Forum OpenACS Q&A: proc like ns_getcsv for char delimited files?

I'm going to be integrating the ecommerce package with a bunch of tab delimited files (generated from tcl code).

Is there a proc available to replace ns_getcsv (ie. that behaves similarly), except works for single character delimiters such as tab or |?

If not, please let me know if ns_getcsv[1] has any undocumented behavior I should know about.

1. http://www.aolserver.com/docs/devel/tcl/api/file.html#ns_getcsv

Collapse
Posted by Tom Jackson on

What would be the reason for not using a standard csv format? One problem is generating the file. Just follow the rules specified at the link you provided. One nice feature of ns_getcsv is that it returns the number of fields found. If you want to enforce this for every row you can use a while:


while {[set fields [ns_getcsv $fileid csv_list]] == $len} ...

Collapse
Posted by Torben Brosten on
Thanks, Tom.

"What would be the reason for not using a standard csv format?"

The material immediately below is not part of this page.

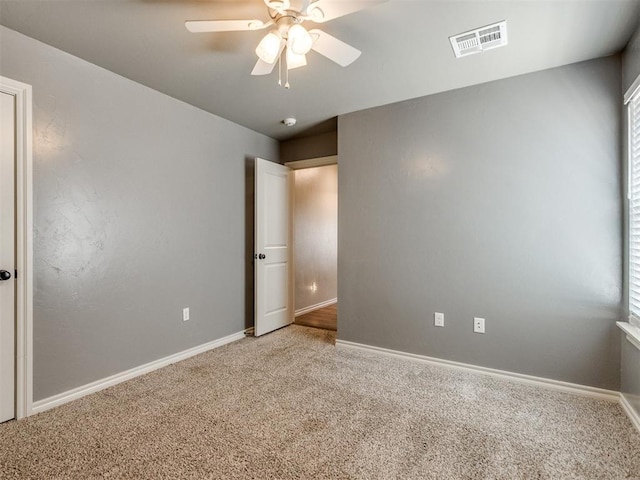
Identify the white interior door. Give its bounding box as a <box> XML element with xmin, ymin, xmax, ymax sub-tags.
<box><xmin>254</xmin><ymin>158</ymin><xmax>293</xmax><ymax>336</ymax></box>
<box><xmin>0</xmin><ymin>92</ymin><xmax>16</xmax><ymax>422</ymax></box>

1. A bunch of existing tcl programs that use the same existing info (tab delimited files).

2. exporting to csv from a client's proprietary program results in noncompliant csv file formats.

Given the aolserver documentation, I'm thinking split, llength and eof should about do it.

The proc will be added to tcl/ecommerce-utilities-procs.tcl (unless someone suggests differently). I'll post it once I've tested it... ec_getsdelim

Collapse
Posted by Tom Jackson on

So I guess the answer is: no there isn't another proc like that, mostly because ns_getcsv needs to read char by char to understand the context of things like double quote, comma and new lines.

Collapse
Posted by Torben Brosten on
Right. For the record, I wrote a slow, clumsy tcl version of ns_getcsv that converts csv files to other delimited forms as a part of learning tcl. It's rough, but has come in handy as it can also process specific fields (with custom proc) and insert results as new fields in the converted file.
Collapse
Posted by Torben Brosten on

This works in the tcl interpreter environment:

proc ec_gets_tab_delimited_line {fileId varName} {
    set delimiter "\t"
    if {[eof $fileId]} {
        set return_val -1
    } else {
        gets $fileId line
        set varName [split $line $delimiter]
        set return_val [llength $varName]
    }
    return $return_val

Now to figure out how to format it for ad_proc so that the delimiter defaults to "\t" but can be changed.

ad_proc ec_gets_char_delimited_line {
    fileId
    varName
    {delimiter "\t"}
} {
    Reads and parses a line of data from a character delimited file 
    similar to ns_getscsv. Defaults to delimit tabs
} {
    if {[eof $fileId]} {
        set return_val -1
    } else {
        gets $fileId line
        set varName [split $line $delimiter]
        set return_val [llength $varName]
    }
    return $return_val
}

Does this appear in "good" form?

Collapse
Posted by Torben Brosten on
oops. It doesn't work in the tcl environ after all. The list doesn't appear to be passing out of the proc. Looking through Tcl for Web Nerds, Practical Programming in Tcl/Tk, 4th ed., and google, I don't seem to find an exact example of a list being returned as a parameter (as I understand ns_getscsv returns the list). Maybe it will have to be passed with global? I'm going to have to sleep on it...
Collapse
Posted by Alfred Werner on
tcllib has a CSV package - you can specify sepChar ... http://tcllib.sourceforge.net/
Collapse
Posted by Tom Jackson on

You can change your proc to upvar the passed in variable. The 'varName' is the name of the var you want to have the proc set. Here is the body of the proc:

    upvar $varName SplitLine

    if {[eof $fileId]} {
        set return_val -1
        set SplitLine [list]
    } else {
        gets $fileId line
        set SplitLine [split $line $delimiter]
        set return_val [llength $varName]
    }
    return $return_val

Collapse
Posted by Torben Brosten on

Thanks Alfred! I should check out the tcllib.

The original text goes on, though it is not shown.